Un appel à l'apaisement
À quelques jours de l'ouverture du festival de Cannes, le fils de Vincent Bolloré a réagi à la tribune signée par quelque 600 professionnels du cinéma, qui dénonce l'« emprise grandissante de l'extrême droite » sur le secteur par l'intermédiaire de son père. Dans une déclaration, il a évoqué un climat d'« agitation » et d'« énervement », appelant à l'« apaisement ». Cette prise de parole intervient alors que la polémique autour de l'influence du groupe Bolloré dans les médias et la culture prend de l'ampleur.
La tribune des signataires
En amont du festival de Cannes, environ six cents professionnels du cinéma ont cosigné un texte publié dans plusieurs médias, dans lequel ils alertent sur ce qu'ils considèrent comme une montée de l'influence de l'extrême droite au sein du paysage cinématographique français. Ils pointent directement Vincent Bolloré, actionnaire principal du groupe Vivendi, propriétaire de nombreuses chaînes de télévision et de médias, comme Canal+, C8, CNews ou encore le groupe Lagardère. Les signataires estiment que les orientations éditoriales de ces médias favorisent un discours d'extrême droite, ce qui aurait des répercussions sur le choix des films produits, diffusés et primés.

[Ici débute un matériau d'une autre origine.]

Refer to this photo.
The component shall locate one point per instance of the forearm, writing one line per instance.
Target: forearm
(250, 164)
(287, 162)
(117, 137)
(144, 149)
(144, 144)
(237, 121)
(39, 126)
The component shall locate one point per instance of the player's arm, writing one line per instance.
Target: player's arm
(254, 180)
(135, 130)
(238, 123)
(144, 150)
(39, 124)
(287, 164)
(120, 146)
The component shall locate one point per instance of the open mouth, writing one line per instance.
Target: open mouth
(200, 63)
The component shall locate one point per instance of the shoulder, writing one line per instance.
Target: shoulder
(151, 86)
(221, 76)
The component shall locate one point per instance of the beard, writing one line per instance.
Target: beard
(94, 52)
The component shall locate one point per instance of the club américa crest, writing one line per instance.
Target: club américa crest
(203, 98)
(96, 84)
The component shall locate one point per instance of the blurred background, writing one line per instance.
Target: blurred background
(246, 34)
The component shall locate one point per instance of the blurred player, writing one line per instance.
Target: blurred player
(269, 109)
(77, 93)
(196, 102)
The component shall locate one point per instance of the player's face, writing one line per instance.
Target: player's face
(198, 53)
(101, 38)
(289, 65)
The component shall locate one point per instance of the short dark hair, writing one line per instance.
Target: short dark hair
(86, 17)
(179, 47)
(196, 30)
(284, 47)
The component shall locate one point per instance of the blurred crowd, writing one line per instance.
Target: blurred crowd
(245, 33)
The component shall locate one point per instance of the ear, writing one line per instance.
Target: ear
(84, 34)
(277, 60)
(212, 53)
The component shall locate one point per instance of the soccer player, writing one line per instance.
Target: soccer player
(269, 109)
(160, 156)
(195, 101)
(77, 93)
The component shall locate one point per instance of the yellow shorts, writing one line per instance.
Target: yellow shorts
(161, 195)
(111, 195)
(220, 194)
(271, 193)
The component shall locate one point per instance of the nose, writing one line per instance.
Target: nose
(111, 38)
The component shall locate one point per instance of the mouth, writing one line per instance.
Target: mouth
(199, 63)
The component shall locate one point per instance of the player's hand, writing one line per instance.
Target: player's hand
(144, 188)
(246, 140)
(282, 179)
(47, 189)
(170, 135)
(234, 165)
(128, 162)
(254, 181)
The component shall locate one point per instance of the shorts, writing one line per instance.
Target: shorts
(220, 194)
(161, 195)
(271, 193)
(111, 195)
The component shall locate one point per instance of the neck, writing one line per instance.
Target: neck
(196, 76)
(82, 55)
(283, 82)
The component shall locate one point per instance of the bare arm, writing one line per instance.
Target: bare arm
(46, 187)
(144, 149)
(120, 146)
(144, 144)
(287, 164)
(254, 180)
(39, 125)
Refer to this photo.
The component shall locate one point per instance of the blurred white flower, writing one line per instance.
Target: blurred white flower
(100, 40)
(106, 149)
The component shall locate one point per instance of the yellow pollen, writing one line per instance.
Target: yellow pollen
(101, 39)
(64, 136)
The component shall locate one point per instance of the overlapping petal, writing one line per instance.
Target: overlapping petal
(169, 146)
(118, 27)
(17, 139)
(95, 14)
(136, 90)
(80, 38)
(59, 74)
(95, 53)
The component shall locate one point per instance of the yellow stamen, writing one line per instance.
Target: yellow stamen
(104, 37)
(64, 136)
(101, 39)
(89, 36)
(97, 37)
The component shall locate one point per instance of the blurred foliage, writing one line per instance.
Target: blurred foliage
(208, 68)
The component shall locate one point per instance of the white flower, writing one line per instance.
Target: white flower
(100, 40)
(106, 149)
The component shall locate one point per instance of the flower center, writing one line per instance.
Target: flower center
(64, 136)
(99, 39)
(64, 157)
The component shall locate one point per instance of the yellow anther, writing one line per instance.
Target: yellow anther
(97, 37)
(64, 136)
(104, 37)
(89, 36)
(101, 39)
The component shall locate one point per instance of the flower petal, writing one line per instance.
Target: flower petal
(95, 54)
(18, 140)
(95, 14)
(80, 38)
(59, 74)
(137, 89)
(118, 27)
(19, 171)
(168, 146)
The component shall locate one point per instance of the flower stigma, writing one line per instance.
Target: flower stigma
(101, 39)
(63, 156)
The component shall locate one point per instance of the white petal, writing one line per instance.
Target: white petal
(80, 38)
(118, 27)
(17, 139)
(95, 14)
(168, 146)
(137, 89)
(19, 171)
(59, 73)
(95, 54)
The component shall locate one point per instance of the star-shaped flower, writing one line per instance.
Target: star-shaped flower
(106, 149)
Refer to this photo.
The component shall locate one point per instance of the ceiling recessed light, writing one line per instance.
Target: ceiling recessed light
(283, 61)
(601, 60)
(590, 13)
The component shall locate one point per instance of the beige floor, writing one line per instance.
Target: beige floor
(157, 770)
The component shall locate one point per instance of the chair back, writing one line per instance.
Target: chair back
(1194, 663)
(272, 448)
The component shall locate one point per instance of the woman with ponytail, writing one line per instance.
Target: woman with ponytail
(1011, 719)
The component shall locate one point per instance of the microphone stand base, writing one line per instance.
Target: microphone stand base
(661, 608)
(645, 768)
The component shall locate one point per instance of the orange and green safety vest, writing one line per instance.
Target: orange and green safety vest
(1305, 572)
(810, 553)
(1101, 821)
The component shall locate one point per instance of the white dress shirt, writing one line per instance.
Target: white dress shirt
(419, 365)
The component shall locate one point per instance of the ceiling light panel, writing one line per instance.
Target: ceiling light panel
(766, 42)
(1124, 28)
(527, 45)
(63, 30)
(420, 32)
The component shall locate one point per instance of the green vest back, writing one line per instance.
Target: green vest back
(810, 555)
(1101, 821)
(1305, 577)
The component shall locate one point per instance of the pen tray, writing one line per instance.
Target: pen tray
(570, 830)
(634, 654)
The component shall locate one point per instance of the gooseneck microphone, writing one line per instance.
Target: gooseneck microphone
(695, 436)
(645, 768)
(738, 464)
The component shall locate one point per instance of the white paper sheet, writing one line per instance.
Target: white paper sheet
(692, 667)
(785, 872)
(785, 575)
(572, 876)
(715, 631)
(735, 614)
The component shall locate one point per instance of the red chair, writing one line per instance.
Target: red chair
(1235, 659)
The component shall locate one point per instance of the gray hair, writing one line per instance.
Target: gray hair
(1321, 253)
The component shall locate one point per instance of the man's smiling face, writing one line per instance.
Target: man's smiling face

La réaction de la famille Bolloré
Le fils de Vincent Bolloré, qui assure la direction d'une partie des activités du groupe, a tenu à répondre sur le ton de l'apaisement. Il a qualifié la tribune de « manifestation d'un climat d'agitation et d'énervement » et a appelé les parties prenantes à « retrouver un dialogue constructif ». Il a également souligné que son groupe restait attaché à la liberté de création et à la diversité des opinions. « Nous n'avons jamais cherché à imposer une ligne éditoriale unique, mais à offrir une pluralité de points de vue », a-t-il déclaré, tout en regrettant ce qu'il perçoit comme une montée de tensions inutiles.
Un contexte de polarisation
Cette affaire illustre la polarisation croissante autour du rôle des médias dans la société française. Vincent Bolloré est régulièrement critiqué par la gauche et une partie de la droite modérée pour avoir transformé ses chaînes en porte-voix de l'extrême droite. En retour, ses soutiens dénoncent une « censure » ou une « diabolisation » de leur action. Le festival de Cannes, qui s'ouvre dans les prochains jours, servira sans doute de caisse de résonance à ce débat, plusieurs personnalités du cinéma ayant annoncé leur intention de manifester leur opposition.
Les enjeux pour le cinéma français
Au-delà de la polémique médiatique, les signataires de la tribune s'inquiètent de l'impact concret de l'influence de Bolloré sur les subventions publiques, les nominations aux postes clés des commissions d'aide au cinéma et les programmations des festivals. Ils réclament une réforme du système de régulation audiovisuelle pour garantir l'indépendance des médias vis-à-vis des intérêts privés. Le gouvernement n'a pas encore officiellement commenté cette tribune, mais plusieurs responsables politiques ont déjà exprimé leur soutien aux signataires ou, à l'inverse, leur opposition.
Une réponse qui ne clôt pas le débat
Si le fils de Vincent Bolloré appelle à l'apaisement, ses propos n'ont pas convaincu les critiques du groupe. Pour certains signataires, cette réaction est perçue comme une tentative de minimiser le problème. « Ce n'est pas de l'agitation, c'est un cri d'alarme face à un véritable risque pour la démocratie », a lancé l'une des cosignataires. Le débat devrait se poursuivre pendant le festival, avec des manifestations et des prises de parole attendues.